The Expressiveness of Voices in Machine Interpreting

A few days ago, I was invited to speak at the Franco-German broadcaster ARTE, where one of the topics on the table was the expressiveness of AI-generated voices. It is a timely subject. Voices generated by machines are approaching a point of near-indistinguishability from human speech. Some critics refuse to believe this, insisting that synthetic audio still sounds “robotic”. But with the newest generation of models, distinguishing a real voice from a generated one is increasingly a matter of luck. If we take the threat of deepfakes seriously — and we should — then we implicitly accept that synthetic voices now reach a level of realism that our perceptual systems cannot reliably tell apart. Either these voices are highly convincing, or deepfakes would not be considered the societal risk they clearly are.

Part of the confusion stems from the fact that most observers of AI interpreting systems still evaluate them with assumptions from six months or a year ago. They listen to older demos, or to low-quality consumer tools, and conclude that machine voices remain stiff and mechanical. This is naïve. The pace of improvement is extremely rapid, and every few months shifts the boundary of what is possible. What was unthinkable only recently — expressive, real-time, low-latency1 speech — has already become mainstream in frontier models.

The question, then, is not whether machine voices can sound natural, but how expressive they need to be, depending on the application.

In AI dubbing, for example, voice expressiveness is not just important: it is the entire product. A voice must span a wide emotional palette, adapt to diverse narrative contexts, and be customizable enough to reflect subtle changes in tone or mood (see for example the beautiful idea of Emotional Compass by the Italian startup Voiseed). The acoustic quality also needs to match the setting, whether for a high-end media production or a casual social-media clip. In these workflows, we need to be remainded, a synthetic voice is judged by its ability to support the artistic and communicative goals of the production, not by how closely it imitates human internal mechanisms.

AI interpreting operates in a different communicative space. Voice quality matters — listeners do not want to endure hours of flat, monotonous audio at a conference. And here, too, progress has been exceptional. Today’s speech-to-speech systems can generate real-time voices with natural prosody and smooth intonation that would have been impossible half a year ago. That this level of expressiveness can be achieved while maintaining simultaneous-mode latency is a genuine technological milestone, as this is demonstrated in my prototype below.

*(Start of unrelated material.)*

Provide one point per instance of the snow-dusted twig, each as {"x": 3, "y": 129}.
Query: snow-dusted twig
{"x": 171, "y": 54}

Prototype of simultaneous interpreting system with high definition voice.

Once again, I would like to spend some words on what makes AI so effective. Machine systems do not need to reproduce the underlying human physiology (and cognition) of expressive speech to reach similar outcomes. Critics rightly note that AI approaches problems differently, a point echoed in recent reflection paper from European Language Council. But this difference is not a limitation, as they mistakenly frame it; it is a source of capability. As for translation and interpreting, in the specific case of voice generation the goal is not to replicate the human path to expressiveness, but to achieve expressive output, and machines have found their own route.

More importantly, we need to understand that interpreting is not a uniform activity, and expressiveness is not universally required. In conference environments, a pleasant, natural voice benefits the listener. But in many other settings — medical consultations, administrative interactions, asylum procedures — the priorities shift. The goal there is strictly functional: facilitating a clear, efficient exchange of information. Full stop.

In these situations, a highly “human-like” voice may not even be desirable. It risks projecting a social presence that the technology does not intend to embody. Users may prefer a neutral, unobtrusive voice — one that signals transparency rather than simulated personality. Moreover, in these environments, other factors become central: the ability to run models locally, to ensure that no data leaves the device or the controlled infrastructure, like in the case of the Swedish company Mable AI addressing medical interpreting with HIPAA compliance.

This is the technological future we should expect: a diversified ecosystem. Highly expressive voices for creative work. Natural, conference-ready voices for professional settings. Neutral, privacy-preserving voices for sensitive interactions. Different architectures, different levels of expressiveness, different trade-offs.

And within this ecosystem, human interpreters will continue to play essential roles — particularly where trust, accountability, relational dynamics, or embodied presence matter in ways that no synthetic voice, however fluent, can replicate. Machine voices are becoming more human-sounding. But the future of interpreting will not be defined by perfect mimicry. It will depend on understanding where expressiveness enhances communication, where it distracts from it, and where it simply does not matter.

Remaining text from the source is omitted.